Doch selbst da, wo Landwirte bereit seien, in Tierwohl und Umweltschutz zu investieren, würden sie regelmäßig ausgebremst. Durch ein Baurecht, das immer komplexer und komplizierter werde. Natürlich wäre der Anbau offener Stallbereiche in der Schweinemast im Interesse der Tiere großartig, das führe in der Regel aber zum Verlust der Betriebserlaubnis. Was wiederum neue Verträglichkeitsgutachten, erweiterte Brandschutzauflagen und gern auch mal Proteste der Nachbarn nach sich ziehe.

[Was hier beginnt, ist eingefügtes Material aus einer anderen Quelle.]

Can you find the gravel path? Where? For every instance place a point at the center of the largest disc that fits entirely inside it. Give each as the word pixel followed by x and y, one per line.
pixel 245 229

„Wer will da noch investieren?“, fragt Klose. Neubauvorhaben seien im Kreis inzwischen zur absoluten Ausnahme geworden. Weil de facto weder finanzier- noch amortisierbar. Mehr noch rechnet der Chef des Kreisbauernverbands damit, dass in den kommenden Jahren etwa die Hälfte aller Schweinezüchter aufgeben wird. Klose: „Ist die heimische Tierhaltung erst einmal verschwunden, kehrt sie auch nicht mehr zurück. Wollen wir das wirklich?“

In Deutschland gelten inzwischen Standards, die im Rest der Welt nur müde belächelt werden. Dennoch importiert Deutschland in großem Stil landwirtschaftliche Produkte. Ohne allerdings ernsthaft nachzufragen, wie und unter welchen Bedingungen sie im Ausland produziert werden.

Landwirte hoffen auf Umdenken der Verbraucher

„Während infolge der neuen Düngeverordnung hierzulande die Erträge deutlich zurückgehen und vermehrt anspruchsloseres Getreide wie Mais und Hafer angebaut werden, wurde 2018 massenhaft Rohweizen aus der Ukraine eingeführt. Wo der Einsatz von Glyphosat und anderen hochdosierten Düngern nachweislich völlig normal ist“, so Klose. Und wie das viel gepriesene Rindfleisch aus Argentinien zumeist entstehe, werde auch lieber ausgeblendet.

„Wenn sich diese Entwicklung fortsetzt wie bisher, werden Milch, Fleisch, Obst und Gemüse bald nicht mehr aus der Region kommen“, sagt Friedrich Klose. Deshalb sei es unverzichtbar, dass die Politik auch die großen Handelsketten ins Boot hole. „Die Landwirte brauchen faire Preise. Sie benötigen aber auch den Rückhalt der Verbraucher. Der sich unter anderem in einer höheren Zahlungsbereitschaft zeigen muss“, so Klose. Dafür aber sei ein regelrechter Kulturwandel nötig. Lebensmittel, die nach höchsten Qualitätsstandards produziert würden, dürften nicht länger zu Tiefstpreisen verramscht werden.